I'm now out of the woods and catching up on posts and pretty much everything else in my (digital) life. I have a number of film shots of baked goods to share from the spring and am excited about continuing to do more. For now, though, I'll start here with a Rhode Island Apple Slump.
As I mentioned earlier, this NELP, my friend Becky and I co-led the "Transcendental Kitchen Society," a 5-class workshop exploring transcendental ideas with a feminist lens, and examining the intersection between creative space and domestic space/daily work and intellectual work (read some words from Becky on the class and other feminist pursuits at NELP here).
At all of our meetings, we engaged in some type of creative domestic work while discussing readings and ideas.
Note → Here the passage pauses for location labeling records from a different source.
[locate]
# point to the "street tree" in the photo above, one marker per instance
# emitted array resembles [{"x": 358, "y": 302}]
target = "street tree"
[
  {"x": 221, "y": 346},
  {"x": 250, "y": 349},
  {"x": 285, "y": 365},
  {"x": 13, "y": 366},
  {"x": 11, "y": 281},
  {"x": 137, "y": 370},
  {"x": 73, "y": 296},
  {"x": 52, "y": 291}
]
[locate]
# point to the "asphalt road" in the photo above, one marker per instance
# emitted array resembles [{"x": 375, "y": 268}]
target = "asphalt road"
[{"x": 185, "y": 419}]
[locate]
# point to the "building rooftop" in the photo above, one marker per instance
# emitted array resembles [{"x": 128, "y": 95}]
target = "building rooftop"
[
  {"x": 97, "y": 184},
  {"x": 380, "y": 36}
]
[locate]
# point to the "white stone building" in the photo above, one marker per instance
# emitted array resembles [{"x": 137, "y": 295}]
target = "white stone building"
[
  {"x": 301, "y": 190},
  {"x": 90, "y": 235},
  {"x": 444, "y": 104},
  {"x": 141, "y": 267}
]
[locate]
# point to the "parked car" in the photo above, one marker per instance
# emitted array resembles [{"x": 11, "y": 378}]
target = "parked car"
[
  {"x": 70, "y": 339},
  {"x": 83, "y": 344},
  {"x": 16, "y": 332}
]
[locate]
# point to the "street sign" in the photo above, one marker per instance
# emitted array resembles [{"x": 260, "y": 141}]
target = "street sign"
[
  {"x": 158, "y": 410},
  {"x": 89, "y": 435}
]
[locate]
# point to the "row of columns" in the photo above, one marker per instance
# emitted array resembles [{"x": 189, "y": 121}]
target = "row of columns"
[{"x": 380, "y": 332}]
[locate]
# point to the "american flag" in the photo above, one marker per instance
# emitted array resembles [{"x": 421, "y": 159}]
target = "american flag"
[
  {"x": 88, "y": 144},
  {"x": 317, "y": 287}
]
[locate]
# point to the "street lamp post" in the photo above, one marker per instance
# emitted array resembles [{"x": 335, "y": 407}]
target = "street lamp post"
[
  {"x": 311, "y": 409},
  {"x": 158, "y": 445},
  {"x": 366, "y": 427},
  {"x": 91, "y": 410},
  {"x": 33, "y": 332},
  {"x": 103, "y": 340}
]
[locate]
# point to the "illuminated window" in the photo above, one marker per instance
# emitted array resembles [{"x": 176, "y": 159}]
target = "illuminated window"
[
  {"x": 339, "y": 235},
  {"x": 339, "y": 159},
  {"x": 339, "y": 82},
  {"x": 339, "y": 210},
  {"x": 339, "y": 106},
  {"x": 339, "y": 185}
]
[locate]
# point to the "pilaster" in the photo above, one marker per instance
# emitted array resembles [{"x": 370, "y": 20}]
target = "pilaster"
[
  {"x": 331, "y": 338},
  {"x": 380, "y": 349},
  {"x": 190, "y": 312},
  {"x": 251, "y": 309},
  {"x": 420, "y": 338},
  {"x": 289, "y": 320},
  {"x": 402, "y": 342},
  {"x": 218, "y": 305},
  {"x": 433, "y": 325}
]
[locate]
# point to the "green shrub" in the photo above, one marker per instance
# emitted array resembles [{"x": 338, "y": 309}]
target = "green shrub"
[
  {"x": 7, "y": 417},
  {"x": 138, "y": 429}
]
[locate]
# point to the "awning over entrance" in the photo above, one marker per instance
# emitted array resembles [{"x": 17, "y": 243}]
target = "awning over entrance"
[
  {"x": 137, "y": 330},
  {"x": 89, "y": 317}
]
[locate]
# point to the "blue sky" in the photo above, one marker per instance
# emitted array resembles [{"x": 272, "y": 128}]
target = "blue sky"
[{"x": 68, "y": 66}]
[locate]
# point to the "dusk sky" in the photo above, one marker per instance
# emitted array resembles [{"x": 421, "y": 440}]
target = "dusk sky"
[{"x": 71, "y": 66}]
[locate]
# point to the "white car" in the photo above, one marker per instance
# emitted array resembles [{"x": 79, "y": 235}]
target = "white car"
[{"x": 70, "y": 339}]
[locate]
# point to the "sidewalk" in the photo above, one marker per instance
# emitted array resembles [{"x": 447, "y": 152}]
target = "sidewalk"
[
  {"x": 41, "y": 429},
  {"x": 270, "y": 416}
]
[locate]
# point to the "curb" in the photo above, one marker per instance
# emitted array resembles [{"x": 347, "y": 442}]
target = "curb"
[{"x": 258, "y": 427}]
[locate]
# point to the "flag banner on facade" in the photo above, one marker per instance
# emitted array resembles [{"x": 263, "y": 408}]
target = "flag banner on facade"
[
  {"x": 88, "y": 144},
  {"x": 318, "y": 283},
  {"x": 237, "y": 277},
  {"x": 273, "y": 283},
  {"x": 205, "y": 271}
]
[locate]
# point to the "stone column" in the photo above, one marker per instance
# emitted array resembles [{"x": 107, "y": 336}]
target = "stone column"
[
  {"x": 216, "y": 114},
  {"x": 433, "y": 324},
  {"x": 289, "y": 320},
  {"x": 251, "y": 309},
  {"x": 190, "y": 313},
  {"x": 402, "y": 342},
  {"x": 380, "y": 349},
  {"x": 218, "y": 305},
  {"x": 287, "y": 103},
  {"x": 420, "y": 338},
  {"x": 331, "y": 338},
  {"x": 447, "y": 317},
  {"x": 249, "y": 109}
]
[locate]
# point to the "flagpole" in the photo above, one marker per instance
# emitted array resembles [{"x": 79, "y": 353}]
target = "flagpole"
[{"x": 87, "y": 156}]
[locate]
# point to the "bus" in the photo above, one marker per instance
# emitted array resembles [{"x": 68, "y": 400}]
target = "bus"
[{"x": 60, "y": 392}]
For this particular class, in which we talked about Louisa May Alcott's Transcendental Wild Oats, a parody of her father Bronson Alcott's highly idealistic cooperative farm, Fruitlands, we made an Apple Slump.
The connection between the text and the dessert appears in the final sentence of the story. Sister Hope--the analog for Mrs. Alcott and female protagonist who ends up taking on most of the domestic work of the commune while the men spend time "thinking"-- acknowledges the failure of the Fruitlands and wittily comments, "Don't you think Apple Slump would be a better name for it, dear?"
A fruit slump, cousin to a pandowdy and British steamed pudding, consists of fruit simmered in a skillet, which is then topped with biscuits/dumpling dough and cooked until the dough is baked through. It's then inverted, with the fruit being spooned over the biscuits-- a cooked shortcake, of sorts (for more on slumps, grunts and pandowdys, see this New York Times article from last year).
This particular recipe comes from Becky's 1947 edition of The United States Regional Cook Book edited by Ruth Berolzheimer. As many recipes of the era, the directions are not especially detailed or proscriptive--I added in a few details here, but it is meant to be approximate-- there's not much danger of failure. The apple slump's deliciousness exists in that tension between soft and doughy biscuits and the dark and rich caramelized apples.
Rhode Island Apple Slump
Adapted from The United States Regional Cook Book c. 1947
Makes 8-10 servings
For the apple filling:
3 pints apples, peeled and chopped into slices
1 cup brown sugar
1/2 cup water
2 teaspoons cinnamon
For the baking powder biscuits:
2 cups all-purpose flour
3 teaspoons baking powder
1/2 teaspoon salt
4 Tablespoons unsalted butter, cold
3/4 cup whole milk
1 cup heavy cream (optional)
1. In a 9-inch cast iron skillet over medium-low heat, simmer apple slices, brown sugar, water, and cinnamon until liquid is reduced and apples begin to soften.
2. Meanwhile, prepare the biscuits. In a medium sized bowl, combine flour, baking powder and salt. Cut in the cold butter, until mixture is the consistency of cornmeal and peas, then pour in the milk and bring dough together into a ball. Roll dough out onto a floured surface about 1/2-inch thick and cut into circles with a biscuit cutter or jar top.
3. Once apples are soft, place cut biscuits over the dough, cover skillet, and cook over medium-low heat until biscuits are baked through but still soft and apples are completely cooked and caramelized, approximately 20-25 minutes.
4. Remove biscuits from skillet and spoon caramelized apples over top. Serve with cream and enjoy warm. We warmed the cream in the skillet after the apples had been scooped out, so that it took on some of the caramelized flavor. We then drizzled it over everything.
While the slump cooked, we also created a "dance" composed of actions from experimental recipes the workshop the students wrote for an assignment. Rachel Pernick's wonderful graphic representation of that dance is pictured above.